Instructions for updating:
Use standard file APIs to check for files with this prefix.
strings = ['Kerajaan galakkan rakyat naik public transport tapi parking kat lrt ada 15. Reserved utk staff rapid je dah berpuluh. Park kereta tepi jalan kang kene saman dgn majlis perbandaran. Kereta pulak senang kene curi. Cctv pun tak ada. Naik grab dah 5-10 ringgit tiap hari.
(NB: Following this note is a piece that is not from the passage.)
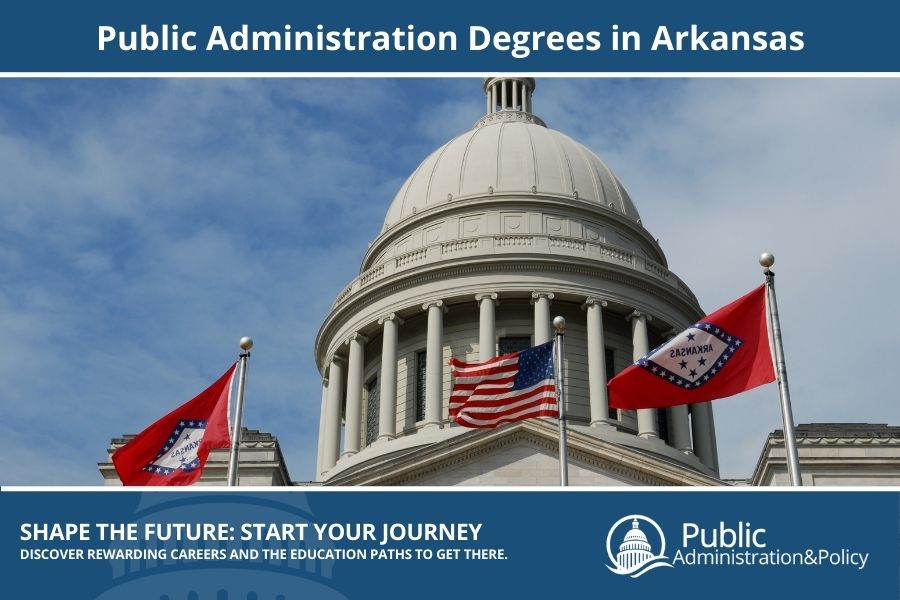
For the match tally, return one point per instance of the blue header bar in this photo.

Gampang juga',
           'Alaa Tun lek ahhh npe muka masam cmni kn agong kata usaha kerajaan terdahulu sejak selepas merdeka',
           "Orang ramai cakap nurse kerajaan garang. So i tell u this. Most of our local ppl will treat us as hamba abdi and they don't respect us as a nurse"]

I have random sentences copied from Twitter, searched using kerajaan keyword.

Vectorization

Change a string or batch of strings to latent space / vectors representation.
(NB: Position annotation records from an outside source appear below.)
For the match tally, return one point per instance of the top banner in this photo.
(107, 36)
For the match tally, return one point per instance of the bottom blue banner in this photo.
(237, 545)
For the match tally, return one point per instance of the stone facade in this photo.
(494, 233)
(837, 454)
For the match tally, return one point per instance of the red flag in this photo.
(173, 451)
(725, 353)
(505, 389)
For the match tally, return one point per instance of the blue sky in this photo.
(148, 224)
v = xlnet.vectorize(strings)
v.shape
(3, 512)

Attention

Attention is to get which part of the sentence give the impact. Method available for attention,

  • 'last' - attention from last layer.
  • 'first' - attention from first layer.
  • 'mean' - average attentions from all layers.
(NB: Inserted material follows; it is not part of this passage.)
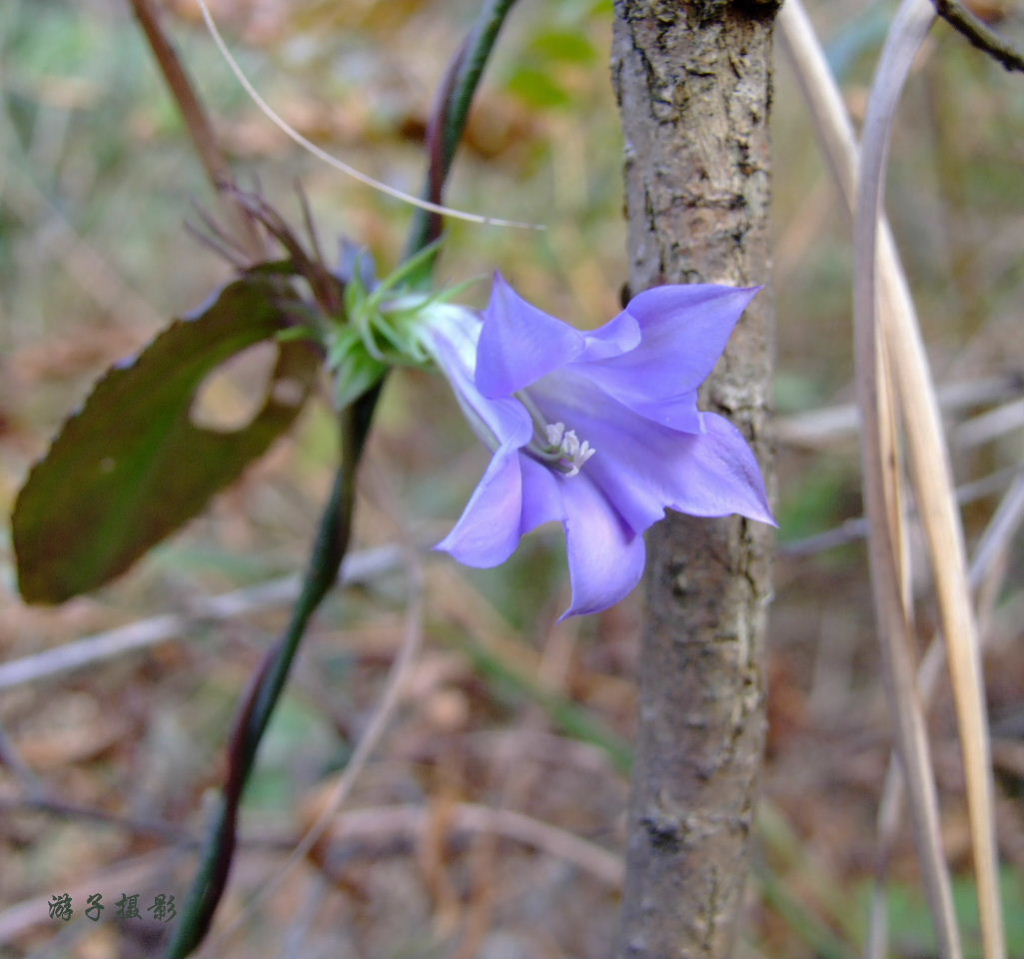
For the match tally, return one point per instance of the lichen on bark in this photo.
(693, 81)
You can give list of strings or a string to get the attention, in this documentation, I just want to use a string.

xlnet.attention(strings[1], method = 'last')
[[('Alaa', 0.037521128),
  ('Tun', 0.064996645),
  ('lek', 0.029629104),
  ('ahhh', 0.06980243),
  ('npe', 0.0651414),
  ('muka', 0.043275837),
  ('masam', 0.05444884),
  ('cmni', 0.06830223),
  ('kn', 0.09239126),
  ('agong', 0.05974282),
  ('kata', 0.050666627),
  ('usaha', 0.07447508),
  ('kerajaan', 0.046375286),
  ('terdahulu', 0.08609032),
  ('sejak', 0.05165012),
  ('selepas', 0.03853117),
  ('merdeka', 0.066959694)]]
xlnet.attention(strings[1], method = 'first')
[[('Alaa', 0.09218865),
  ('Tun', 0.082360476),
  ('lek', 0.06480303),
  ('ahhh', 0.043700345),
  ('npe', 0.04972692),
  ('muka', 0.063137144),
  ('masam', 0.04529886),
  ('cmni', 0.08594233),
  ('kn', 0.05617679),
  ('agong', 0.08094259),
  ('kata', 0.0571896),
  ('usaha', 0.05006538),
  ('kerajaan', 0.050642338),
  ('terdahulu', 0.053613685),
  ('sejak', 0.04977575),
  ('selepas', 0.041657023),
  ('merdeka', 0.03277911)]]
xlnet.attention(strings[1], method = 'mean')
[[('Alaa', 0.061377168),
  ('Tun', 0.058099397),
  ('lek', 0.059254784),
  ('ahhh', 0.085350394),
  ('npe', 0.052339662),
  ('muka', 0.062530704),
  ('masam', 0.04982319),
  ('cmni', 0.064762965),
  ('kn', 0.05489512),
  ('agong', 0.06542812),
  ('kata', 0.05790908),
  ('usaha', 0.053684656),
  ('kerajaan', 0.052263502),
  ('terdahulu', 0.056048058),
  ('sejak', 0.056344092),
  ('selepas', 0.049894),
  ('merdeka', 0.05999512)]]

Visualize Attention

Before using attention visualization, we need to load D3 into our jupyter notebook first. This visualization borrow from https://github.com/jessevig/bertviz .

%%javascript
require.config({
  paths: {
      d3: '//cdnjs.cloudflare.com/ajax/libs/d3/3.4.8/d3.min',
      jquery: '//ajax.googleapis.com/ajax/libs/jquery/2.0.0/jquery.min',
  }
});
<IPython.core.display.Javascript object>
xlnet.visualize_attention('nak makan ayam dgn husein')
Layer:
<IPython.core.display.Javascript object>
<IPython.core.display.Javascript object>

I attached a printscreen, readthedocs cannot visualize the javascript.

from IPython.core.display import Image, display

display(Image('xlnet-attention.png', width=300))
_images/load-transformer_23_0.png

All attention models able to use these interfaces.